- “Temperance. Eat not to dullness; drink not to elevation.”
- “Silence. Speak not but what may benefit others or yourself; avoid trifling conversation.”
- “Order. Let all your things have their places; let each part of your business have its time.”
- “Resolution. Resolve to perform what you ought; perform without fail what you resolve.”
- “Frugality. Make no expense but to do good to others or yourself; i.e., waste nothing.”
- “Industry. Lose no time; be always employ’d in something useful; cut off all unnecessary actions.”
- “Sincerity. Use no hurtful deceit; think innocently and justly, and, if you speak, speak accordingly.”
- “Justice. Wrong none by doing injuries, or omitting the benefits that are your duty.”
- “Moderation. Avoid extremes; forbear resenting injuries so much as you think they deserve.”
10. “Cleanliness. Tolerate no uncleanliness in body, cloaths, or habitation.”
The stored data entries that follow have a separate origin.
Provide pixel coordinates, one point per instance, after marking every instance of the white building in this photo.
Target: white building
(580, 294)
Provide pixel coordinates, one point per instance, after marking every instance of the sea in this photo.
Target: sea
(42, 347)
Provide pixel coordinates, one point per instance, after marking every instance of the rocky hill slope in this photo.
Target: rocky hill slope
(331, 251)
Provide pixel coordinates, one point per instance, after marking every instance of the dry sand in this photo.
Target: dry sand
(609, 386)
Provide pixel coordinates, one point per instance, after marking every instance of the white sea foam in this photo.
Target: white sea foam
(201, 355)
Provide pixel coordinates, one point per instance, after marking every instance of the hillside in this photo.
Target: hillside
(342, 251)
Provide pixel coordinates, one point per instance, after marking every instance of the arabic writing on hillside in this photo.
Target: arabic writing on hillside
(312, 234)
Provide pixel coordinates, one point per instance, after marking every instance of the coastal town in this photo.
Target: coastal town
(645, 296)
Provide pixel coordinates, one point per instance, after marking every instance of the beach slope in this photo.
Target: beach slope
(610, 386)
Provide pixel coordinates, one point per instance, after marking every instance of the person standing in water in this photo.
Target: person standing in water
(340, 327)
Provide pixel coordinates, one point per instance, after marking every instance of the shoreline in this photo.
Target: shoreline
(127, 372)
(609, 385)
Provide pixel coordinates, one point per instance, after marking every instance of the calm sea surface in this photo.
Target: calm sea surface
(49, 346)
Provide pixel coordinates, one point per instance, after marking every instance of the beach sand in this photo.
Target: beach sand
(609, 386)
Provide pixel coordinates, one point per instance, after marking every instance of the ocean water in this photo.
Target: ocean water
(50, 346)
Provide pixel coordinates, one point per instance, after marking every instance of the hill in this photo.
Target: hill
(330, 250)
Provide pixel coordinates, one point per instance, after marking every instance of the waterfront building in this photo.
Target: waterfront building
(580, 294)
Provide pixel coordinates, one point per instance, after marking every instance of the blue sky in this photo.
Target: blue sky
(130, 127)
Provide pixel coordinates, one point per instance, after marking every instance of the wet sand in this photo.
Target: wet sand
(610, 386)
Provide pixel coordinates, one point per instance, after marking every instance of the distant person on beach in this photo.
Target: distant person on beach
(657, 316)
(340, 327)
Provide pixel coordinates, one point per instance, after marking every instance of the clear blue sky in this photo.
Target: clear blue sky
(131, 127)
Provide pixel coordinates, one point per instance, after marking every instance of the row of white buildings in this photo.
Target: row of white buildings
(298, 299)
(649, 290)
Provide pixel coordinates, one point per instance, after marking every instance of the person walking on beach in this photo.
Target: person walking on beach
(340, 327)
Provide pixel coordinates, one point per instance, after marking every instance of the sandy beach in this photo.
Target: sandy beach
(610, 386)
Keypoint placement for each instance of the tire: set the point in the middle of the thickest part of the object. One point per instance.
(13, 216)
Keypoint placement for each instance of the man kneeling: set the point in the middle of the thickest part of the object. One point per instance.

11. “Tranquility. Be not disturbed at trifles, or at accidents common or unavoidable.”
12. “Chastity. Rarely use venery but for health or offspring, never to dullness, weakness, or the injury of your own or another’s peace or reputation.”
13. “Humility. Imitate Jesus and Socrates.”
Benjamin Franklin was one of the founding fathers of the United States. He started from very poor circumstances and built a life for himself, applying himself to a variety of fields, such as inventing writing and diplomacy.
We owe him for such things as the lightning rod and bifocals, but also for his famous bits of wisdom. Many of his sayings are still in common use today, such as “a penny saved is a penny earned” and “early to bed and early to rise makes a man healthy and wealthy and wise.”
He played a pivotal role in the Constitutional convention, and is so beloveds that he was honored by a spot on the $100 bill. He was a father many times over, having 17 children by two wives. He taught his children and others thirteen virtues by which he lives.